## estimating the marginal likelihood (or an information criterion)

Posted in Books, pictures, Statistics, University life with tags , , , , , , , , , , , on December 28, 2019 by xi'an

Tory Imai (from Kyoto University) arXived a paper last summer on what first looked like a novel approximation of the marginal likelihood. Based on the variance of thermodynamic integration. The starting argument is that there exists a power 0<t⁰<1 such that the expectation of the logarithm of the product of the prior by the likelihood to the power t⁰ or t⁰-powered likelihood  is equal to the standard log-marginal

$\log m(x) = \mathbb{E}^{t^0}[ \log f(X|\theta) ]$

when the expectation is under the posterior corresponding to the t⁰-powered likelihood (rather than the full likelihood). By an application of the mean value theorem. Watanabe’s (2013) WBIC replaces the optimum t⁰ with 1/log(n), n being the sample size. The issue in terms of computational statistics is of course that the error of WBIC (against the true log m(x)) is only characterised as an order of n.

The second part of the paper is rather obscure to me, as the motivation for the real log canonical threshold is missing, even though the quantity is connected with the power likelihood. And the DIC effective dimension. It then goes on to propose a new approximation of sBIC, where s stands for singular, of Drton and Plummer (2017) which I had missed (and may ask my colleague Martin later today at Warwick!). Quickly reading through the later however brings explanations about the real log canonical threshold being simply the effective dimension in Schwarwz’s BIC approximation to the log marginal,

$\log m(x) \approx= \log f(x|\hat{\theta}_n) - \lambda \log n +(m-1)\log\log n$

(as derived by Watanabe), where m is called the multiplicity of the real log canonical threshold. Both λ and m being unknown, Drton and Plummer (2017) estimate the above approximation in a Bayesian fashion, which leads to a double indexed marginal approximation for a collection of models. Since this thread leads me further and further from a numerical resolution of the marginal estimation, but brings in a different perspective on mixture Bayesian estimation, I will return to this highly  in a later post. The paper of Imai discusses a different numerical approximation to sBIC, With a potential improvement in computing sBIC. (The paper was proposed as a poster to BayesComp 2020, so I am looking forward discussing it with the author.)
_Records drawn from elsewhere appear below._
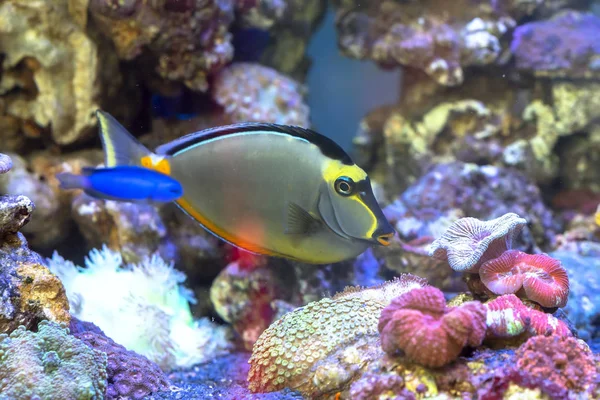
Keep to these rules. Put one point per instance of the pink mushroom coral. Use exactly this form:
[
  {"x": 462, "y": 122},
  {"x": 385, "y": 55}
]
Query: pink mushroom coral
[
  {"x": 469, "y": 242},
  {"x": 538, "y": 277},
  {"x": 421, "y": 325},
  {"x": 507, "y": 316}
]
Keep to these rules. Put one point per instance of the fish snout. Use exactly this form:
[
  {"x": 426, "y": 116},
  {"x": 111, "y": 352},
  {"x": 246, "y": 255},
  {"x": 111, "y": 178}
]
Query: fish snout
[{"x": 384, "y": 236}]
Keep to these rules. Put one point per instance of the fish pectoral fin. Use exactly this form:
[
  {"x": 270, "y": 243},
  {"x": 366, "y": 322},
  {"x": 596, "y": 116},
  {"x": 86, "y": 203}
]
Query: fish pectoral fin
[{"x": 299, "y": 221}]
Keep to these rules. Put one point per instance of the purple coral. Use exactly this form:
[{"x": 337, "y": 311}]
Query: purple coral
[
  {"x": 130, "y": 375},
  {"x": 565, "y": 46},
  {"x": 469, "y": 242}
]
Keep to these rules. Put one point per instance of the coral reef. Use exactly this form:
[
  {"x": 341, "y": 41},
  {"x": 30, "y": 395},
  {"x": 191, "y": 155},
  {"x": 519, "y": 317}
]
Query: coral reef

## 19 dubious ways to compute the marginal likelihood

Posted in Books, Statistics with tags , , , , , , , , , , on December 11, 2018 by xi'an

A recent arXival on nineteen different [and not necessarily dubious!] ways to approximate the marginal likelihood of a given topology of a philogeny tree that reminded me of our San Antonio survey with Jean-Michel Marin. This includes a version of the Laplace approximation called Laplus (!), accounting for the fact that branch lengths on the tree are positive but may have a MAP at zero. Using a Beta, Gamma, or log-Normal distribution instead of a Normal. For importance sampling, the proposals are derived from either the Laplus (!) approximate distributions or from the variational Bayes solution (based on an Normal product). Harmonic means are still used here despite the obvious danger, along with a defensive version that mixes prior and posterior. Naïve Monte Carlo means simulating from the prior, while bridge sampling seems to use samples from prior and posterior distributions. Path and modified path sampling versions are those proposed in 2008 by Nial Friel and Tony Pettitt (QUT). Stepping stone sampling appears like another version of path sampling, also based on a telescopic product of ratios of normalising constants, the generalised version relying on a normalising reference distribution that need be calibrated. CPO and PPD in the above table are two versions based on posterior predictive density estimates.

When running the comparison between so many contenders, the ground truth is selected as the values returned by MrBayes in a massive MCMC experiment amounting to 7.5 billions generations. For five different datasets. The above picture describes mean square errors for the probabilities of split, over ten replicates [when meaningful], the worst case being naïve Monte Carlo, with nested sampling and harmonic mean solutions close by. Similar assessments proceed from a comparison of Kullback-Leibler divergences. With the (predicatble?) note that “the methods do a better job approximating the marginal likelihood of more probable trees than less probable trees”. And massive variability for the poorest methods:

The comparison above does not account for time and since some methods are deterministic (and fast) there is little to do about this. The stepping steps solutions are very costly, while on the middle range bridge sampling outdoes path sampling. The assessment of nested sampling found in the conclusion is that it “would appear to be an unwise choice for estimating the marginal likelihoods of topologies, as it produces poor approximate posteriors” (p.12). Concluding at the Gamma Laplus approximation being the winner across all categories! (There is no ABC solution studied in this paper as the model likelihood can be computed in this setup, contrary to our own setting.)